Aside from their clear effects on PrP localization, the repetitive and globular domains contribute significantly to PrP function during gastrulation, since the corresponding mutant constructs display a strongly reduced ability to cause an OE phenotype or rescue PrP-1 morphants. Because the presence of copper-binding histidines is not conserved in the repetitive regions of zebrafish PrPs, it is unlikely that these mediate PrP function by inducing copper-dependent endocytosis (Pauly & Harris, 1998). Instead, our results indicate that the repetitive and globular domains support PrP function either by determining its exact position in subregions of the plasma membrane -via opposing effects on local clustering- or by mediating interactions of PrP with itself or other proteins on the surface of neighboring cells.
The importance of the repetitive domain for PrP homophilic trans interactions is underscored by the lack of contact formation in S2 cells expressing the PrP ΔRep mutants (Solis et al, 2013).
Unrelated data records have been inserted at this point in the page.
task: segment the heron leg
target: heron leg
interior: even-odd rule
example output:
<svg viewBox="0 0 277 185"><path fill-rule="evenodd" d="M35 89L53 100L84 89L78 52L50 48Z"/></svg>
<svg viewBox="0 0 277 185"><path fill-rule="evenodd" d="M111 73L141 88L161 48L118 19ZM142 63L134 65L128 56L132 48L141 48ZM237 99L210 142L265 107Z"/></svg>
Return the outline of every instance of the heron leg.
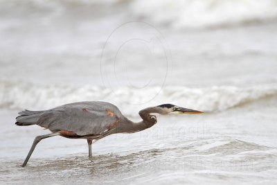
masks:
<svg viewBox="0 0 277 185"><path fill-rule="evenodd" d="M92 152L91 152L91 144L92 144L92 139L87 139L87 144L89 145L89 157L92 157Z"/></svg>
<svg viewBox="0 0 277 185"><path fill-rule="evenodd" d="M52 133L52 134L45 134L45 135L42 135L42 136L36 136L36 137L35 138L34 142L33 143L32 147L30 148L30 151L29 151L29 152L28 153L28 155L27 155L27 157L26 157L26 158L24 162L23 163L21 167L24 167L24 166L27 164L28 161L29 160L30 157L31 156L33 152L34 151L35 146L37 146L37 144L40 141L42 141L42 140L44 139L46 139L46 138L48 138L48 137L51 137L51 136L57 136L57 135L60 135L60 133L55 132L55 133Z"/></svg>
Accordingly, both the repetitive and globular regions have been reported to mediate PrP/PrP interactions in a yeast two-hybrid system (Hundt et al, 2003).
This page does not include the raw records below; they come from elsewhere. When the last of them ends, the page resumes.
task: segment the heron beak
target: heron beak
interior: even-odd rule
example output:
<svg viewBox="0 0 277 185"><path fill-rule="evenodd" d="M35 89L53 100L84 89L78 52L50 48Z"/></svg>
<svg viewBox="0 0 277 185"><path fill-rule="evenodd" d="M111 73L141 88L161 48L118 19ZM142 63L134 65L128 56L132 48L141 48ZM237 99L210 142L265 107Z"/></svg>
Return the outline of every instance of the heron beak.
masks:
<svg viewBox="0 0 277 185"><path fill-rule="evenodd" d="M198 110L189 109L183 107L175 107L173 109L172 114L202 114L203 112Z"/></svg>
Physiological vs. pathological functions of PrP domains
Taken together, the present work identifies the GPI-anchor, N-glycosylation and the repetitive and globular domains as the elements determining PrP localization and function.
The lack of an apparent function of the hydrophobic domain during zebrafish gastrulation may seem contradictory to the important neuroprotective role attributed to it by other studies (Biasini et al, 2013; Li et al, 2007). This discrepancy may reflect variations in the molecular set-up of different experimental models and will be discussed in connection to our analysis of the PrP ΔCR mutant in the following section of the Discussion. On the other hand, the dramatic functional impact of mutations/deletions affecting the GPI-anchor or the N-glycosylation sites corresponds to the important roles of these elements in prion pathogenesis. Concretely, the mutation of N-glycosylation sites was shown to confer PrP with prion-like properties (Lehmann & Harris, 1997), whereas mice expressing GPI-anchorless PrP replicated prions but did not become ill (Chesebro et al, 2005b). Our most intriguing finding is perhaps the crucial role of the globular domain in zebrafish gastrulation/cell adhesion, since no functional properties had been attributed to this region of PrP until now, aside from its pathogenic role as a template for PrPSc replication (Moroncini et al, 2004; Morrissey & Shakhnovich, 1999; Norstrom & Mastrianni, 2006; Solforosi et al, 2007). Interestingly, the repetitive domain also contributed largely to PrP’s ability to control embryonic cell adhesion. Consistently, the important role of this domain is inferred by its
ability to trigger neuronal disease when expressed in expanded versions in PG14 and other PrP mutants (Bizat et al, 2010; Chiesa et al, 1998).